NAR Chief Economist Lawrence Yun said in an accompanying statement.
“Industrial and warehouse space is holding on better because
imports and exports have advanced,” Yun said, adding that trade with
Asia and South America have been strong while exports to Europe have
slowed.
Yun said while most commercial real estate sectors slowed in the
second quarter, demand for multifamily remains robust and added that as
the household formation rate returns to normal levels vacancy rates for
multifamily housing will be even lower and rents will increase.
Yun added that demand for commercial real estate is being tempered
by tight credit conditions and businesses’ reluctance to make new hires
because of uncertainty surrounding future regulations and taxes.
“Commercial real estate gains could be thwarted if lending from
small and community banks dry up from excessive regulatory compliance
costs, and if international big-bank capital rules are applied to
smaller lending institutions,” Yun warned.
Below is the individual sector outlook from the NAR report:
Office Markets
Vacancy rates in the office sector are expected to fall from an
estimated 16.1 percent in the third quarter to 15.6 percent in the third
quarter of 2013.
The markets with the lowest office vacancy rates presently are
Washington, D.C., with a vacancy rate of 9.4 percent; New York City, at
10.0 percent; and New Orleans, 12.8 percent.
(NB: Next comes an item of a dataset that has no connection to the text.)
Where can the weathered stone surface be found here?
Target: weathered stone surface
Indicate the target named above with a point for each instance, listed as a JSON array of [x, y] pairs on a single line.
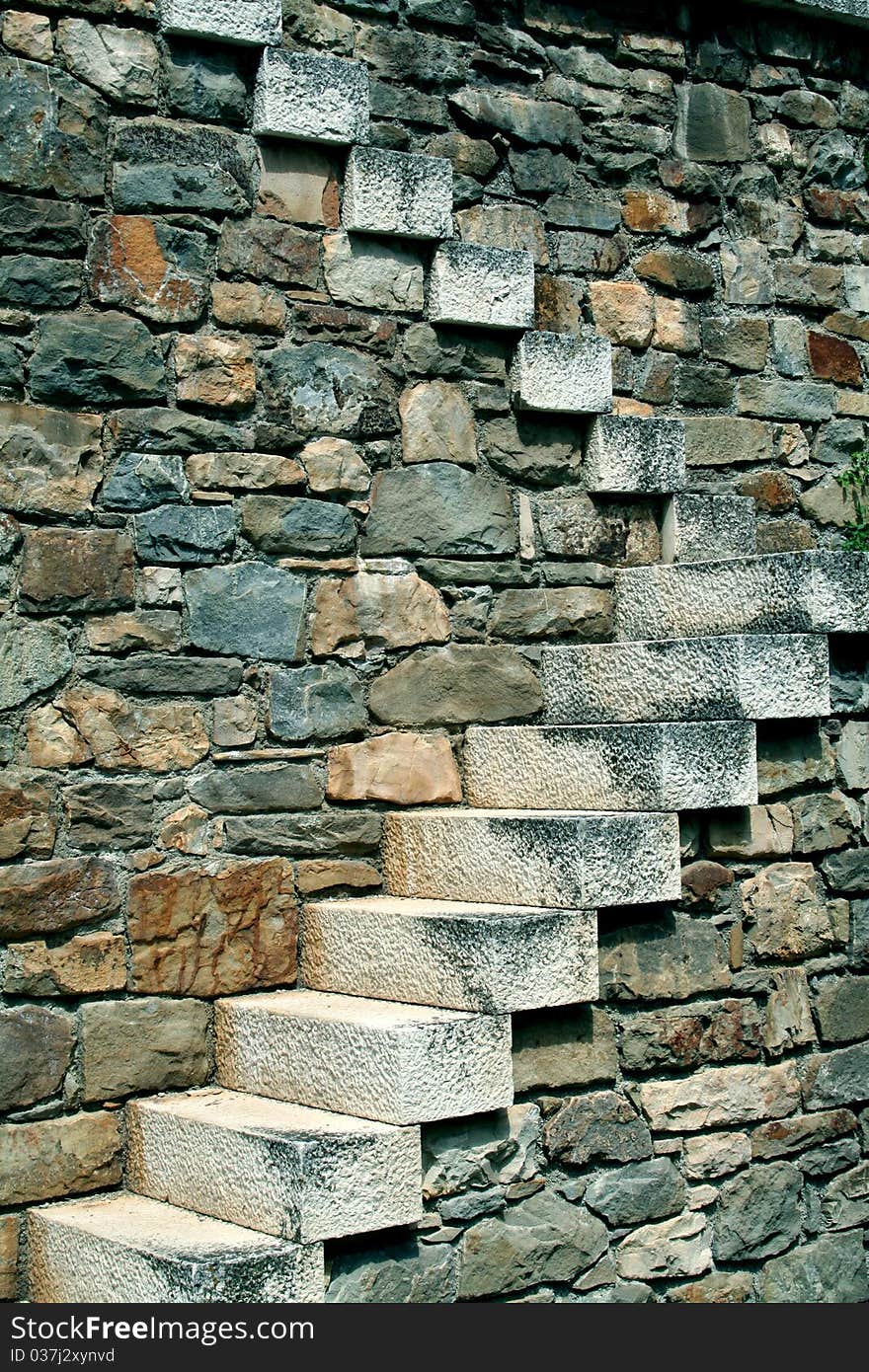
[[81, 966], [721, 1095], [34, 656], [92, 724], [77, 570], [161, 165], [250, 608], [146, 1044], [36, 1051], [787, 913], [59, 1157], [53, 132], [758, 1213], [214, 931], [439, 509], [154, 269], [122, 63], [598, 1126], [315, 701], [404, 769], [326, 389], [456, 685], [540, 1239], [102, 358]]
Office rent is projected to increase 2.0 percent this year and 2.6
percent in 2013. Net absorption of office space in the U.S., which
includes the leasing of new space coming on the market as well as space
in existing properties, should be 24.1 million square feet in 2012 and
47.8 million next year.
Industrial Markets
Industrial vacancy rates are forecast to decline from 10.7 percent
in the third quarter of this year to 10.5 percent in the third quarter
of 2013.
The areas with the lowest industrial vacancy rates currently are
Orange County, Calif., with a vacancy rate of 4.6 percent; Los Angeles,
4.8 percent; and Miami at 6.8 percent.
Annual industrial rent is likely to rise 1.7 percent in 2012 and
2.4 percent next year. Net absorption of industrial space nationally is
seen at 59.8 million square feet this year and 67.2 million in 2013.
Retail Markets
Retail vacancy rates are projected to decline from 10.9 percent in
the third quarter to 10.7 percent in the third quarter of 2013.
Presently, markets with the lowest retail vacancy rates include San
Francisco, 3.8 percent; Fairfield County, Conn., 3.9 percent; and Long
Island, N.Y., and Orange County, Calif., both at 5.3 percent.
Average retail rent is forecast to rise 0.8 percent this year and
1.3 percent in 2013. Net absorption of retail space should be 10.3
million square feet this year and 20.1 million in 2013.
Multifamily Markets
The apartment rental market – multifamily housing – is expected to
see vacancy rates drop from 4.3 percent in the third quarter to 4.2
percent in the third quarter of 2013; vacancy rates below 5 percent
generally are considered a landlord’s market with demand justifying
higher rents.
Areas with the lowest multifamily vacancy rates currently are
Portland, Ore., at 2.0 percent; New York City and Minneapolis, both at
2.2 percent; and New Haven, Conn., and San Jose, Calif., both at 2.4
percent.
Average apartment rent is likely to increase 4.1 percent in 2012
and another 4.4 percent next year. Multifamily net absorption should be
219,300 units this year and 236,600 in 2013.”